Mosquitoes spread more diseases than any other organism on the planet. Some mosquitoes carry diseases such as West Nile Virus, Malaria, Dengue, and Yellow Fever. They also can transmit diseases to dogs, cats, and horses. Even when they don’t transmit diseases mosquitoes are just downright annoying. Not to mention itchy.
Every year the week of June 26th is declared National Mosquito Awareness week to bring educate the public about how to protect yourself and your family from those pesky little bugs. This year National Mosquito Awareness week is June 22nd-28th.
The American Mosquito Control Association recommends that people follow the 3 D’s for mosquito control – Drain, Dress, and Defend.
Mosquitoes need water to breed. They can breed hundreds of mosquitoes in the smallest amount of water such as a little bit of water in a dog bowl outside. The American Mosquito Control Association recommends draining any standing water around your house as frequently as possible. They suggested about once a week. (I’m totally guilty of not doing this.
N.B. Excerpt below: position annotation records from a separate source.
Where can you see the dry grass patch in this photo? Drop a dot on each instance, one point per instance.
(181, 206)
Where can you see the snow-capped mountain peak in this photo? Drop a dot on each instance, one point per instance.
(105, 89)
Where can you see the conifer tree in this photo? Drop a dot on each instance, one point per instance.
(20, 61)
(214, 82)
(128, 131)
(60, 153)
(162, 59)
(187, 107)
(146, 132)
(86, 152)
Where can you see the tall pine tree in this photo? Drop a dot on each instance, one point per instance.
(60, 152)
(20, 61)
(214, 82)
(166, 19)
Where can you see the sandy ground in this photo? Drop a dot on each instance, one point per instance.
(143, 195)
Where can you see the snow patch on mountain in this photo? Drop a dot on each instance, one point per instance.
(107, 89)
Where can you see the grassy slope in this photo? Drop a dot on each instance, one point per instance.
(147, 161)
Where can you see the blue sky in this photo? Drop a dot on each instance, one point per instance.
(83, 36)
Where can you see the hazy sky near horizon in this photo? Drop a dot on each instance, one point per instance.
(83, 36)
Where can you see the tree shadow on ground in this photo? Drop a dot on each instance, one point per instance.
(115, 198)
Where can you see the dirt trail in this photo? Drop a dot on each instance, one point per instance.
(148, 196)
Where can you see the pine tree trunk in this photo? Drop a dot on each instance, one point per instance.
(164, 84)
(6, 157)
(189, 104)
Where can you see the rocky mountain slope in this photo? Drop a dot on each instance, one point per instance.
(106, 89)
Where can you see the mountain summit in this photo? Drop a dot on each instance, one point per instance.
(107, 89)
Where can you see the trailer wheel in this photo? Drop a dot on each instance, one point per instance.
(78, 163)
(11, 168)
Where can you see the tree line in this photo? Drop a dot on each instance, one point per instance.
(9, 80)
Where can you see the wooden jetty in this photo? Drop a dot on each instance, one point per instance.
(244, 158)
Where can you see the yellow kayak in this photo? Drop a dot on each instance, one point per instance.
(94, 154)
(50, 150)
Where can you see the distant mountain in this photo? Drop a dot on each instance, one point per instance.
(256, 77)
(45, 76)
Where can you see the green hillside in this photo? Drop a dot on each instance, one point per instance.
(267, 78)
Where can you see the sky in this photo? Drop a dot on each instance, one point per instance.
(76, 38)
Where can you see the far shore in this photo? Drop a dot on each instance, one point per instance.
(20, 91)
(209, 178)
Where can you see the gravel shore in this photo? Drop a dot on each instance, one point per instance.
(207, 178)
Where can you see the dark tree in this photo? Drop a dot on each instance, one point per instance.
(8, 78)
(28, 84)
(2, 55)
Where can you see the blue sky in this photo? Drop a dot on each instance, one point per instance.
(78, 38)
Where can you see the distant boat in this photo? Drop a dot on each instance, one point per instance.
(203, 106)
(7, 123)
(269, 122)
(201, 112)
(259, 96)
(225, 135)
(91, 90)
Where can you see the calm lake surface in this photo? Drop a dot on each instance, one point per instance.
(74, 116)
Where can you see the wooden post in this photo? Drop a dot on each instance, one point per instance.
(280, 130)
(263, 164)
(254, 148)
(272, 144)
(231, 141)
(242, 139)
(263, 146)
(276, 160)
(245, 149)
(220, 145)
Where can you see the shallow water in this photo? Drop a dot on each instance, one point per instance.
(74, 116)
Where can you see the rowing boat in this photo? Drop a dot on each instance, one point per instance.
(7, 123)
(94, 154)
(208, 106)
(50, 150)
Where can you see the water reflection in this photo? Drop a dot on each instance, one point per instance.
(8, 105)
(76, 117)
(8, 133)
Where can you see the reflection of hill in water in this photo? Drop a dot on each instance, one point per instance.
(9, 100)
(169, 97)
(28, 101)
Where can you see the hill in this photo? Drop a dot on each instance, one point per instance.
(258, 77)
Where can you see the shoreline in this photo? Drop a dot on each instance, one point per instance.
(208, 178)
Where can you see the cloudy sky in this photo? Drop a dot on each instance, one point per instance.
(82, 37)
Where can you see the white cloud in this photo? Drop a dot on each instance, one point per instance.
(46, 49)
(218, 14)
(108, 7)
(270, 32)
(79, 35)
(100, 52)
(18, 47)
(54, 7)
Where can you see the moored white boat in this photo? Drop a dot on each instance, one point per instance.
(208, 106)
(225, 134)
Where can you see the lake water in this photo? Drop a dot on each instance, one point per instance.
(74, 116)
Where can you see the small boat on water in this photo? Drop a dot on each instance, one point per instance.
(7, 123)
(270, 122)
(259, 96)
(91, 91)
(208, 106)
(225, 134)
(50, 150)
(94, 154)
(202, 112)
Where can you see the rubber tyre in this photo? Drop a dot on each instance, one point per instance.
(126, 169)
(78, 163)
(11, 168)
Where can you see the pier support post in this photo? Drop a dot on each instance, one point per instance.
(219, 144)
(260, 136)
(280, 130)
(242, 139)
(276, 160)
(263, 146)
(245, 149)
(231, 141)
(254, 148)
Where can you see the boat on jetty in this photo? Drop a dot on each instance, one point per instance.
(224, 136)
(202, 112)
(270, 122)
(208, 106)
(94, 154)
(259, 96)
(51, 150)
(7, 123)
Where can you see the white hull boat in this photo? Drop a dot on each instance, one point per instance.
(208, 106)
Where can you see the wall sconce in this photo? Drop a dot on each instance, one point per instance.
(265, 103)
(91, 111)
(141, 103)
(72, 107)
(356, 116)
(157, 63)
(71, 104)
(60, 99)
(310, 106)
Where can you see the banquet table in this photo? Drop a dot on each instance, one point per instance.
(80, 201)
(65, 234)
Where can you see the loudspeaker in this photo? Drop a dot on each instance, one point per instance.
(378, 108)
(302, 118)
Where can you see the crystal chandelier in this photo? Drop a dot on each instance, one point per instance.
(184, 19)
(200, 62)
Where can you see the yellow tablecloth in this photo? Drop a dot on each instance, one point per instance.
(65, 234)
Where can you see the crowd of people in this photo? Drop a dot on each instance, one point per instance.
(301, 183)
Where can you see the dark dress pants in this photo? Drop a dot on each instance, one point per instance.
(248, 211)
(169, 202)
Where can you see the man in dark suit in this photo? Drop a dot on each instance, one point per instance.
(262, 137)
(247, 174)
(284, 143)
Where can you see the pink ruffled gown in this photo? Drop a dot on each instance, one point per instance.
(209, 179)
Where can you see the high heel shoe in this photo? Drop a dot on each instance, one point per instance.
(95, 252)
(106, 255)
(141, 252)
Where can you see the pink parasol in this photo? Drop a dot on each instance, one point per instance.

There is definitely water in my son’s backyard water table that has probably been there all month. )
Some other areas that collect enough water to breed mosquitoes are :
- dog bowls
- canoes and other boats
- water collecting on pool covers
- water tables
- children’s toys
- bird baths
- recycling bins
The American Mosquito Control Association suggests dressing in light loose fitting clothing. Studies they have done have proven that mosquitoes are more attracted to dark colors. (Maybe pink is the new black?) Their studies have also shown that mosquitoes can bite through tight fitting clothes easier than they can loose fitting clothes. They suggest that people wear long sleeves and long pants to prevent mosquito bites. So keep that in mind when you go to watch the fireworks this year.
There are many sprays on the market to prevent mosquitoes from biting you. The trick is to choose one that is approved by the Environmental Protection Agency as they are reviewed, approved, and safe for humans to use. There are four main ingredients that have been approved by the Environmental Protection Agency for use in bug sprays. They are DEET, Picaridin, Lemon Eucalyptus Oil, and IR3535. These sprays are to be used sparingly and applied directly to the skin. It is recommended that you shower as soon as you come indoors to remove them from your skin.
Have an infant ? Pregnant? The American Academy of Pediatrics has approved DEET in concentrations of 10% or less but no more than 30% in children two months of age and older. DEET should not be used on children under 2 months. Pregnant and nursing women can also use bug sprays containing DEET.
MiaLynn also has some helpful Do’s and Don’ts when using Insect Repellent as well as some Teachable Moments for your children :
4 Do’s and Don’ts of Insect Repellent
- Do choose products with 10-30% DEET. There is no research with the effectiveness of more than 30% DEET
- Do not choose products that are combined with DEET. (Example: sunscreen and DEET; sunscreen gets applied multiple times throughout the day while DEET is one time a day.)
- Do not apply insect repellent to children’s hands since they are frequently in their mouths.
- Do apply in an open area so the product is not inhaled.
- Teach children to wear shoes outdoors especially in grassy areas.
- Teach children to avoid insect nests or where they gather.
- Teach children to avoid sugary drinks and snacks outdoors as they attract bugs.
- Teach children to wash their bug bite with soap and water and tell an adult immediately.
For more information on insect repellents safely, visit HealthyChildren.org.
Chemical free bug sprays? I am kind of a crunchy mom. If something is all natural and I can pronounce every ingredient, I am all over it. There are bug sprays on the market with active ingredients such as lemon grass oil, peppermint, cinnamon, etc. I found one fairly inexpensive at Target for under $5. It isn’t quite as effective as the ones containing DEET so I have to spray my son more frequently. I also have been looking into recipes to make my own homemade all natural bug spray. Here is the one that I am going to try making for my toddler and I.
Homemade Bug Spray :
- Spray Bottle (you can find some at the dollar store or Walgreen’s)
- Witch Hazel
- Peppermint or lemongrass essential oil
Fill the spray bottle with half water and half witch hazel. Add 15 or so drops of essential oil. Shake the bottle. Spray it on to repel bugs. The spray will last 2-3 months in the fridge.
The bugs are bad this year! How do fight the bite…and itch?